The number of employees on British company payrolls surged by a record amount in May as COVID restrictions eased and pubs and restaurants resumed indoor service, though it still remains more than half a million below its pre-pandemic peak.
Tax data released on Tuesday showed that British companies increased their number of employees by 197,000 in May, the biggest single-month increase since records began in July 2014, taking the total to 28.5 million.
Tuesday’s figures also showed the fastest headline wage growth since 2007 in the year to April, although statisticians warned that this was distorted by comparisons with depressed wages a year ago and greater job losses among low-paid staff.
“The level of employment is still well below its pre-crisis level, suggesting there is still plenty of slack in the labour market,” said Thomas Pugh, UK economist at Capital Economics.
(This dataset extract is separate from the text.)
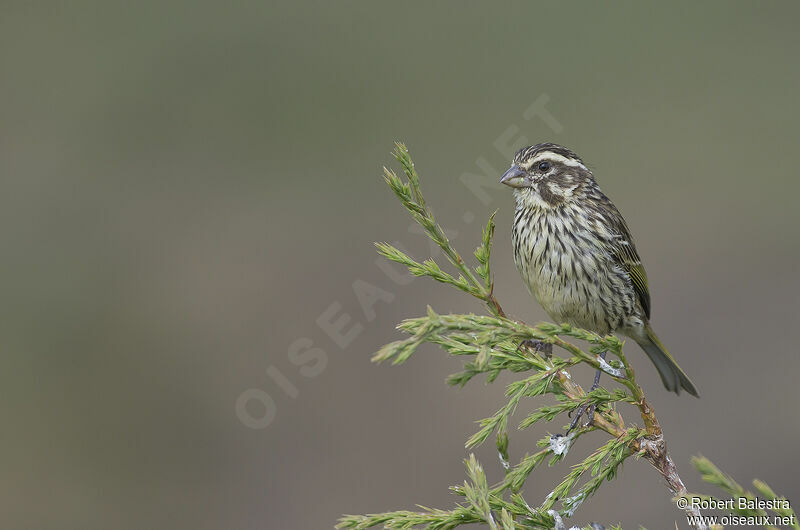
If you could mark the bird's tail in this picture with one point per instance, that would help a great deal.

The headline unemployment rate fell for a fourth month in a row to 4.7% for the three months to April, in line with forecasts in a Reuters poll of economists.
“The latest forecasts for unemployment are around half of what was previously feared and the number of employees on payroll is at its highest level since April last year,” finance minister Rishi Sunak said.
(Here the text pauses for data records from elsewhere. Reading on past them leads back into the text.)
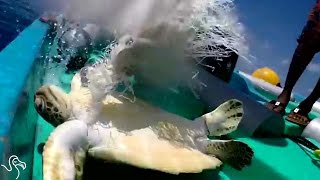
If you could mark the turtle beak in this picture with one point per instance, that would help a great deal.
(39, 104)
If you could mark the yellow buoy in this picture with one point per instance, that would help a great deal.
(267, 75)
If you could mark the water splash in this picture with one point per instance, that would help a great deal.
(159, 38)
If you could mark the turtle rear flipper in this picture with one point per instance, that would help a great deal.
(235, 153)
(146, 151)
(225, 118)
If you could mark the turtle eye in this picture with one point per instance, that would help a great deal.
(129, 41)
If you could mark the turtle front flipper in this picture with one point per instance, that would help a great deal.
(235, 153)
(64, 152)
(224, 119)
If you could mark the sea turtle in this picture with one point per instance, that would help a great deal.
(135, 133)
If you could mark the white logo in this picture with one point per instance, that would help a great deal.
(14, 160)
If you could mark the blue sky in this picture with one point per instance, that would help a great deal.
(272, 28)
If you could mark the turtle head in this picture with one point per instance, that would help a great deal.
(52, 104)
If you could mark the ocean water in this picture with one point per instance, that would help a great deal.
(15, 15)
The jobless rate has been kept down by the government’s furlough programme. This paid wages on 8.9 million jobs at its peak in May 2020, during the first COVID lockdown, and supported 3.4 million jobs in April 2021.
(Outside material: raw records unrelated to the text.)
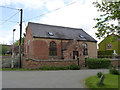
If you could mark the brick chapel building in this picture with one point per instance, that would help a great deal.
(56, 45)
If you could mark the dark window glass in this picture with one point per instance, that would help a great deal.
(53, 49)
(85, 49)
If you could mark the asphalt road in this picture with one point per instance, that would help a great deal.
(47, 79)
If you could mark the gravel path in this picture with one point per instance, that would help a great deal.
(47, 79)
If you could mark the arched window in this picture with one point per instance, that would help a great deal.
(85, 52)
(53, 49)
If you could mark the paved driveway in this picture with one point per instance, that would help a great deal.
(47, 79)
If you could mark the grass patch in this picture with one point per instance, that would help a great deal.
(71, 67)
(110, 81)
(17, 69)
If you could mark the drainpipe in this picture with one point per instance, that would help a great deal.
(61, 51)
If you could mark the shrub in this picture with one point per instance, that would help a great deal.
(105, 54)
(71, 67)
(99, 74)
(114, 71)
(74, 67)
(94, 63)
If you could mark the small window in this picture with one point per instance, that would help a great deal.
(109, 45)
(53, 49)
(50, 33)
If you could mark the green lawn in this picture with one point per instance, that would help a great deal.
(110, 81)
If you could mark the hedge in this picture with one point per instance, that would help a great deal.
(71, 67)
(94, 63)
(105, 54)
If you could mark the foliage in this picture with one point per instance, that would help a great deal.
(99, 74)
(105, 54)
(4, 49)
(71, 67)
(95, 63)
(110, 12)
(111, 81)
(114, 71)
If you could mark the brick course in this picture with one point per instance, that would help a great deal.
(39, 49)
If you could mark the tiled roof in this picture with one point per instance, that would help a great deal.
(58, 32)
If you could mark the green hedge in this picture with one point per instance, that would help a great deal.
(94, 63)
(105, 54)
(71, 67)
More recent ONS survey data pointed to a further fall to just over 2 million jobs by mid-May, and Tuesday’s data showed the most job vacancies since the pandemicbegan.
The biggest rise in vacancies was in the accommodation and food service sector. The sector was hit hard hit by the pandemic, and will face an extra challenge in coming weeks as the full lifting of COVID capacity constraints has been delayed until July 19 due to the spread of a new, more infectious, COVID variant.
The Bank of England predicted last month that unemployment would only rise modestly when the furlough scheme stops at the end of September 2020, and is keeping a close eye on inflation pressures – though it still sees substantial slack.
The proportion of working-age men classed as inactive rose to a record-high 17.8%. This category includes students and people caring for family, as well as those who have given up looking for work.
Average weekly earnings in the three months to the end of April rose by 5.6% compared with a year earlier, its biggest rise since March 2007 and above forecasts.
The ONS said that although there were some signs of employers offering sign-on bonuses to attract staff, most of the rise reflected base effects and other distortions. It estimated underlying wage growth was around 3%.